The belt sander occupies a physics niche the orbital can't enter. Not won't. Can't. The same random motion that produces beautiful surfaces prevents aggressive stock removal. The two goals are mechanically incompatible.
The Sequence Nobody Planned
Here's the thing about cabinet shops: the two tools end up working in sequence almost universally, and nobody designed that workflow. It emerged from the physics.
Belt sander first when there's real material to move - a glue joint that dried proud, old finish that needs stripping, rough stock that needs flattening. Then the orbital to erase the belt sander's evidence. Progressive grits through 150, 180, maybe 220, each one erasing the previous grit's scratches until the surface reads as smooth rather than sanded.
The belt sander is the demolition crew. The orbital is the detail team. One generates the flat surface. The other generates the finished surface. And because making wood flat and making wood look smooth turn out to be entirely separate problems, the workflow is always two tools, never one.
Rental companies see the same pattern at industrial scale. Random orbitals stay out constantly because most rental work involves preparing already-flat surfaces for finish. Belt sanders get checked out for specific jobs - deck stripping, floor prep, heavy stock removal - and come back the same day. The orbital is the employee. The belt sander is the contractor you call for the hard jobs.
The Dust Problem Nobody Talks About
There's an uncomfortable footnote to this persistence story.
Belt sanders fling particles forward at belt speed. Built-in dust collection captures 20 to 40 percent under ideal conditions. The rest goes airborne - particles between 1 and 50 microns that hang in shop air for hours.
Random orbitals pull dust through pad holes into a bag or vacuum port. Connected to a shop vac, a good system captures 80 to 90 percent. The orbital motion actually creates suction through the dust holes. The physics cooperate with collection in a way belt sander physics simply cannot.
The irony: the tool that generates the most material volume is the one with the worst dust capture. More aggressive work, less effective collection. Fine wood dust is a confirmed carcinogen. The exposure problem concentrates exactly where it shouldn't.
If the belt sander ever does disappear from workshops, it won't be because the orbital got better at stock removal. It'll be because the health data finally outweighed the productivity data. But for now, on every working job site, the belt sander sits under the bench waiting for the call the orbital can't answer.
Why Both
The belt sander doesn't persist because people are nostalgic, or because they haven't discovered orbital sanders, or because the industry hasn't innovated. It persists because random orbital physics are mechanically incapable of aggressive stock removal, and belt sander physics are mechanically incapable of leaving a finishable surface.
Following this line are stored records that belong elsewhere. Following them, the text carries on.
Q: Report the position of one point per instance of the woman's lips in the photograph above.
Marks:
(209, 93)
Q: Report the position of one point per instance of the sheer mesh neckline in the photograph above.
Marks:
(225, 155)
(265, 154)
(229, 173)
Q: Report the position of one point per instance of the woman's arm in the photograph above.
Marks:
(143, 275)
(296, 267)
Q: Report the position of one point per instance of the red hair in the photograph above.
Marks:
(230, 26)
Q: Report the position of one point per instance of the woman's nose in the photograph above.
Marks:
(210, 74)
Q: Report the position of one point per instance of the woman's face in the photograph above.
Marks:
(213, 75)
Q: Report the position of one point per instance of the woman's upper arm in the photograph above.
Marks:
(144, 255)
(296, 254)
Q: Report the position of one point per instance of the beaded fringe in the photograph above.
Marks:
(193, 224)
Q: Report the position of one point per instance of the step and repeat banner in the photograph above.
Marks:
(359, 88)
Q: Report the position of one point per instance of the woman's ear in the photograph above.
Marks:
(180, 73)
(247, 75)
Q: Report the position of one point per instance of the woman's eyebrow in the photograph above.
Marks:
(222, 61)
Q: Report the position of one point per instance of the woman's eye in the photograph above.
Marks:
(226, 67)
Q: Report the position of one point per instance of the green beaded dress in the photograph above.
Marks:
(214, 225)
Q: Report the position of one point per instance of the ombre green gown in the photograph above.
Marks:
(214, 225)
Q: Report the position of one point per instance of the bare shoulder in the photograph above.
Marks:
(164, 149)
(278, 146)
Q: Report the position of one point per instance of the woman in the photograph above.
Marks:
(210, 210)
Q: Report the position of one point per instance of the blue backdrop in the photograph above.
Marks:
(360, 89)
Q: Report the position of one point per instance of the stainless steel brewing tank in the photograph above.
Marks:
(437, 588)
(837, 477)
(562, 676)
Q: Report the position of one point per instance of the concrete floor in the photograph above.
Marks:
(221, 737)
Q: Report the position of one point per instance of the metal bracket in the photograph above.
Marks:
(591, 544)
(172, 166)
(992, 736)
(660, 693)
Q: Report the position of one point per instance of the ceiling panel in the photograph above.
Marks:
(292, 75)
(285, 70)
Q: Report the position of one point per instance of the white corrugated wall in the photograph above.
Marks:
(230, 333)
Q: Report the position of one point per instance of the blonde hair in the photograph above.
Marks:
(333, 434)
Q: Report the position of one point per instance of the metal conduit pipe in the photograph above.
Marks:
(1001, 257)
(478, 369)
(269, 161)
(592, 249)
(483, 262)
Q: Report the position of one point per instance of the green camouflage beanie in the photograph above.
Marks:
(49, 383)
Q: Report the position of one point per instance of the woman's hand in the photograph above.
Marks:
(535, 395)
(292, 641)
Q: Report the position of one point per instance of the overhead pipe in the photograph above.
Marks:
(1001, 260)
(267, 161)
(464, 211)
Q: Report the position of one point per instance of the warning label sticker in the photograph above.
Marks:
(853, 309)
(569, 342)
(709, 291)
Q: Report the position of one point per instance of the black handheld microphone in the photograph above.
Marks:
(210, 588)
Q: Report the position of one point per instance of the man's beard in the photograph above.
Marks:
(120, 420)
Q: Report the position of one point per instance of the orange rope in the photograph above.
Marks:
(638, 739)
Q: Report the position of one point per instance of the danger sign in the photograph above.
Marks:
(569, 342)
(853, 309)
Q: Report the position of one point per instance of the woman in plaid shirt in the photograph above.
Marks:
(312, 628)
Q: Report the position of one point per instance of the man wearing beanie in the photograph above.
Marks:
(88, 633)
Two tools that share a name, share an industry, and share nothing about how they approach the same problem. The belt sander's straight-line aggression and the orbital's controlled chaos aren't competing solutions. They're sequential operations in a process that the physics of sanding demand be split in two.
Every shop that's tried to consolidate to one sander has bought the other one back within a month. That's not brand loyalty or habit. That's physics refusing to negotiate.